СМФ филогенетически более древняя по сравнению с иммунной системой. Она формируется в онтогенезе достаточно рано и имеет определенные возрастные особенности.
Все фагоцитирующие клетки характеризуются общностью основных функций, сходством структур и метаболических процессов. Наружная плазматическая мембрана всех фагоцитов является

активно функционирующей структурой. Она отличается выраженной складчатостью и несет множество специфических рецепторов и антигенных маркеров, которые постоянно обновляются
.Фагоциты снабжены высокоразвитым лизосомным аппаратом, в котором содержится богатый арсенал ферментов. Активное участие лизосом в функциях фагоцитов обеспечивается способностью их мембран к слиянию с мембранами фагосом или с наружной мембраной. В последнем случае происходит дегрануляция клеток и сопутствующая секреция лизосомных ферментов во внеклеточное пространство.
Характеристика стадий фагоцитоза.
Первая стадия фагоцитоза – целенаправленное движение фагоцита к объекту фагоцитоза, вторая стадия фагоцитоза – адгезия объекта фагоцитоза на поверхности фагоцита (механизмом осуществления этой стадии отличается доиммунный, или первичный, фагоцитоз от иммунного фагоцитоза), третья стадия фагоцитоза – эндоцитоз – осуществляется в четыре последовательных этапа
(инвагинация мембраны фагоцита в месте прикрепления объекта фагоцитоза, фагоцит обволакивает объект фагоцитоза большими псевдоподиями, образуется фагосома, фагосома сливается с лизосомами – образуется фаголизосома), на четвертой стадии фагоцитоза происходит резкая активация метаболизма фагоцита – активируются механизмы его внутриклеточного киллинга (внутриклеточной цитотоксичности).
Процесс фагоцитоза бывает завершенным и незавершенным.

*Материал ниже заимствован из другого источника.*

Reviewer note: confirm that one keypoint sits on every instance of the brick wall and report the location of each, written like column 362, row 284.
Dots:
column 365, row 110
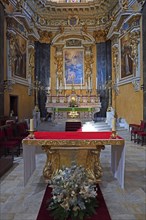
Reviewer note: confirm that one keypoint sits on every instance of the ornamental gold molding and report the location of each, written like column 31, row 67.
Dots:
column 88, row 144
column 100, row 36
column 92, row 165
column 52, row 164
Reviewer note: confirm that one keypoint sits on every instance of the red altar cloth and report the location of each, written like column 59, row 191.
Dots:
column 73, row 135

Завершенный фагоцитоз состоит из следующих стадий:
• активация фагоцитирующей клетки;
• хемотаксис или движение к фагоцитируемому объекту;
• прикрепление к данному объекту (адгезия);
• поглощение этого объекта;
• переваривание поглощенного объекта.
Незавершенный фагоцитоз прерывается на стадии поглощения, при этом патоген остается живым.
Стадии фагоцитоза
Активация→Хемотаксис→Прикрепление→Поглощение→Переваривание
В процессе фагоцитоза образуются следующие структуры:
• фагосома – образуется после прикрепления фагоцита к объекту путем замыкания его мембраны вокруг патогена;
• фаголизосома – образуется в результате слияния фагосомы с лизосомой фагоцитирующей клетки. После ее образования начинается процесс переваривания.

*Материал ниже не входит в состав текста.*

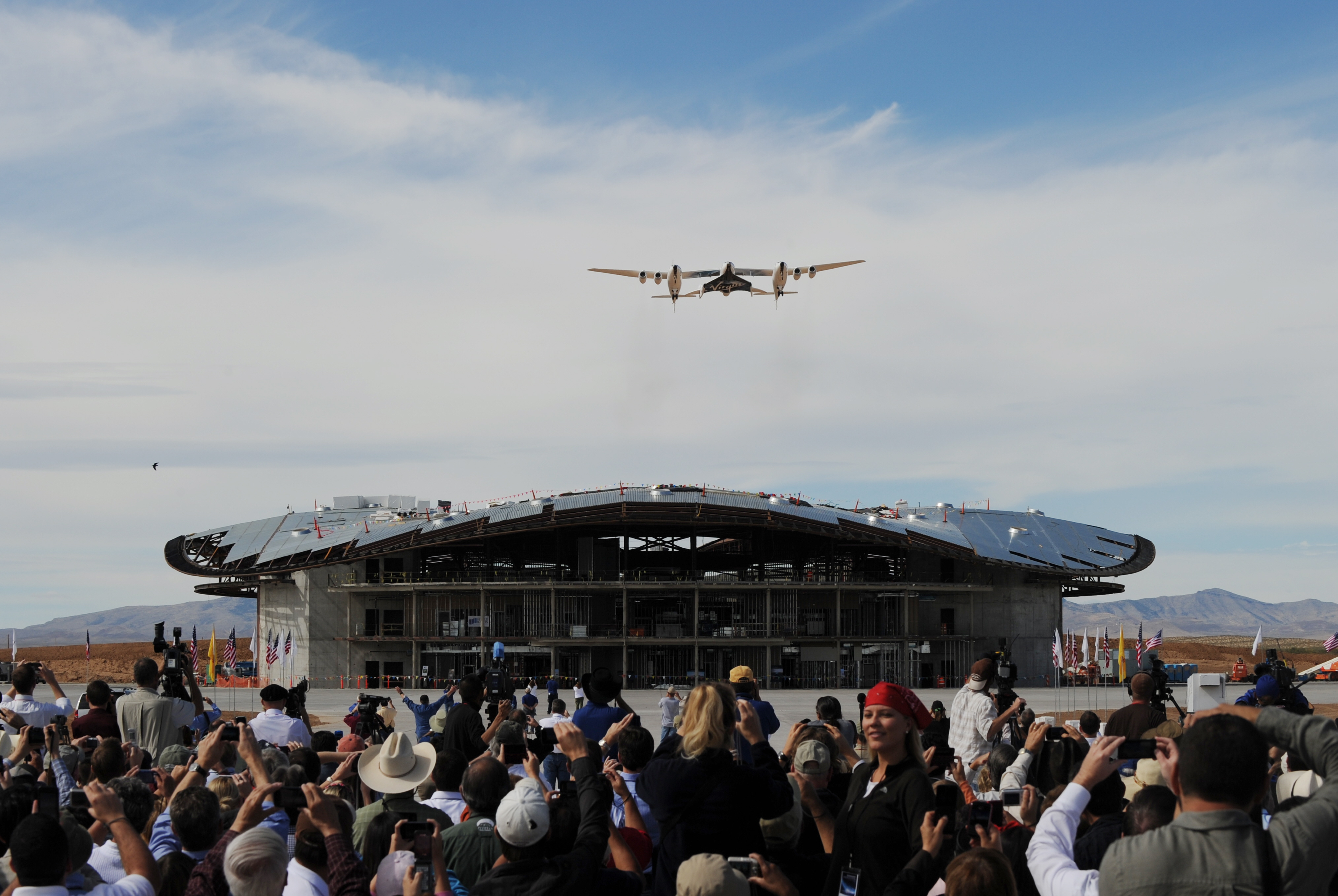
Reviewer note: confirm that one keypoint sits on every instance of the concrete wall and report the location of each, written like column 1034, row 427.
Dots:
column 316, row 617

Вещества из лизосомальных гранул (гидролитические ферменты, щелочная фосфатаза, миелопероксидаза, лизоцим) могут разрушать чужеродные вещества двумя механизмами:
• кислороднезависимый механизм —осуществляется гидролитическими ферментами;
• кислородзависимый механизм — осуществляется при участии миелопероксидазы, перекиси водорода, супероксидного аниона, активного кислорода и гидроксильных радикалов.